The Future of Content Success Is Social

Here’s a challenge: search “SEO RFP” on Google. Click on the results, and tell me how similar they are.

We did the same thing every other SEO does: We asked, “What words are thematically relevant?” Which themes have my competitors missed?” How can I put them in?” AND “How can I do everything just slightly better than they can?”

Then they do the same, and it becomes a cycle of beating mediocre content with slightly less mediocre content.

When I looked at our high-ranking content, I felt uncomfortable. Yes, it ranked, but it wasn’t overly helpful compared to everything else that ranked.

Ranking isn’t the job to be done; it is just a proxy.

Why would a high-ranking keyword make me feel uncomfortable? Isn’t that the whole freaking job to be done? Not for me.
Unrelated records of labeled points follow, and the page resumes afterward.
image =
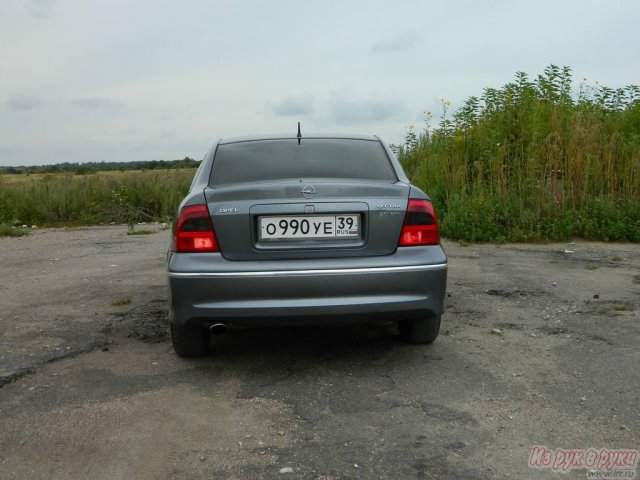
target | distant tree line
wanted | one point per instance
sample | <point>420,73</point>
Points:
<point>93,167</point>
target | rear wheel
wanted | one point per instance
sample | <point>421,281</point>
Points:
<point>420,330</point>
<point>190,340</point>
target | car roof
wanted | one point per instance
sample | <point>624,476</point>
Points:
<point>285,136</point>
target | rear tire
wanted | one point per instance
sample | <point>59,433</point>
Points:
<point>190,340</point>
<point>420,330</point>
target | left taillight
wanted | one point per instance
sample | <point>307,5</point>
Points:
<point>193,231</point>
<point>420,225</point>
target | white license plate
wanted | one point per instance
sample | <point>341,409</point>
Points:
<point>309,227</point>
The job to be done is to help educate people, and ranking is a byproduct of doing that well.

I looked at our own content, and I put myself in the seat of a searcher, not an SEO; I looked at the top four rankings and decided that our content felt easy, almost ChatGPT-ish. It was predictable, it was repeatable, and it lacked hot takes and spicy punches.
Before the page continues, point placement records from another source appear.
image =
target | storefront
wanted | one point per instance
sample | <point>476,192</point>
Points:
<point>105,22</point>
So, I removed 80% of the content and replaced it with the 38 questions I would ask if I was hiring an SEO. I’m a 25-year SME, and I know what I would be looking for in these turbulent times. I wanted to write the questions that didn’t exist on anything ranking in the top ten. This was a risk, why? Because, semantically, I was going against what Google was likely expecting to see on this topic. This is when Mike King told me about information gain. Google will give you a boost in ranking signals if you bring it new info. Maybe breaking out of the sea of sameness + some social signals could be a key factor in improving rankings on top of doing the traditional SEO work.

What’s worth more?

Ten visits to my SEO RFP post from people to my content via a private procurement WhatsApp group or LinkedIn group?

One hundred people to the same content from search?
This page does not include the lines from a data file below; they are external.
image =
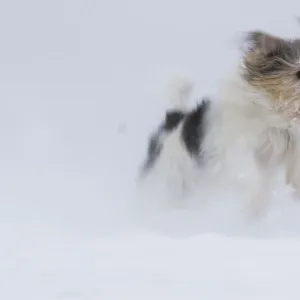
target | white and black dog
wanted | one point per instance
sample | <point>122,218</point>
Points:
<point>252,128</point>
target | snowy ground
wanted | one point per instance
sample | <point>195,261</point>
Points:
<point>77,77</point>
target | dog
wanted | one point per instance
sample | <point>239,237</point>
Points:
<point>248,133</point>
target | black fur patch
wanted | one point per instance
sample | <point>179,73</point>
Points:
<point>172,120</point>
<point>193,130</point>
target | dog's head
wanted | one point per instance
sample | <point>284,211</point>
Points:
<point>272,65</point>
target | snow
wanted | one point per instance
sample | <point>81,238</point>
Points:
<point>80,89</point>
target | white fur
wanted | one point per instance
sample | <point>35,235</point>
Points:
<point>246,141</point>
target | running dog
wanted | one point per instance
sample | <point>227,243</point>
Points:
<point>252,129</point>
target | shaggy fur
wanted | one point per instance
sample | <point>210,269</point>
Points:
<point>252,129</point>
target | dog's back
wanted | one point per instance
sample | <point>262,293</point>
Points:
<point>185,127</point>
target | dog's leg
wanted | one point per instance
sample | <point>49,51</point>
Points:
<point>178,93</point>
<point>293,166</point>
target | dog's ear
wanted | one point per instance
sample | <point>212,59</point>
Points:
<point>266,44</point>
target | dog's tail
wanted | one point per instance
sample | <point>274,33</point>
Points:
<point>178,92</point>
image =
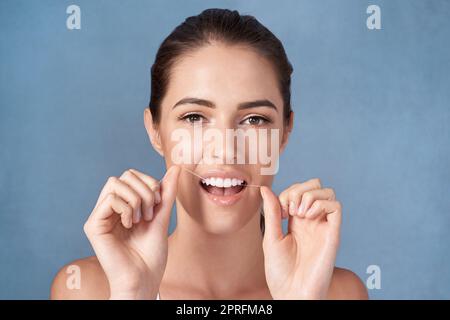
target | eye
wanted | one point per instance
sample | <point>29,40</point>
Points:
<point>255,120</point>
<point>192,118</point>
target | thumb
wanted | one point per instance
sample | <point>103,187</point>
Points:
<point>168,190</point>
<point>272,214</point>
I had to make a call, and I was willing to lose rankings (that were getting low traffic but highly valued traffic) to write something that when people read it, they thought enough about it to share it in emails, groups, etc.

SME as the unlock to standout content?

I literally just asked myself, “Wil, what would you ask yourself if you were hiring an SEO company? Then I riffed for 6—8 hours and had tons of chats with ChatGPT. I was asking ChatGPT to get me thinking differently. Things like, “what would create the most value?” I never constrained myself to “what is the search volume,” I started with the riffs.

If I was going to lose my rankings, I had to socially promote it so people knew it existed. That was an unlock, too, if you go this route. It’s work, you are now going to rely on spikes from social, so having a reason to update it and put it back in social is very important.

Most of my “followers” aren’t looking for SEO services as they are digital marketers themselves. So I didn’t expect this post to take off HUGLEY, but given the content, I was shocked at how well it did and how much engagement it got from real actual people.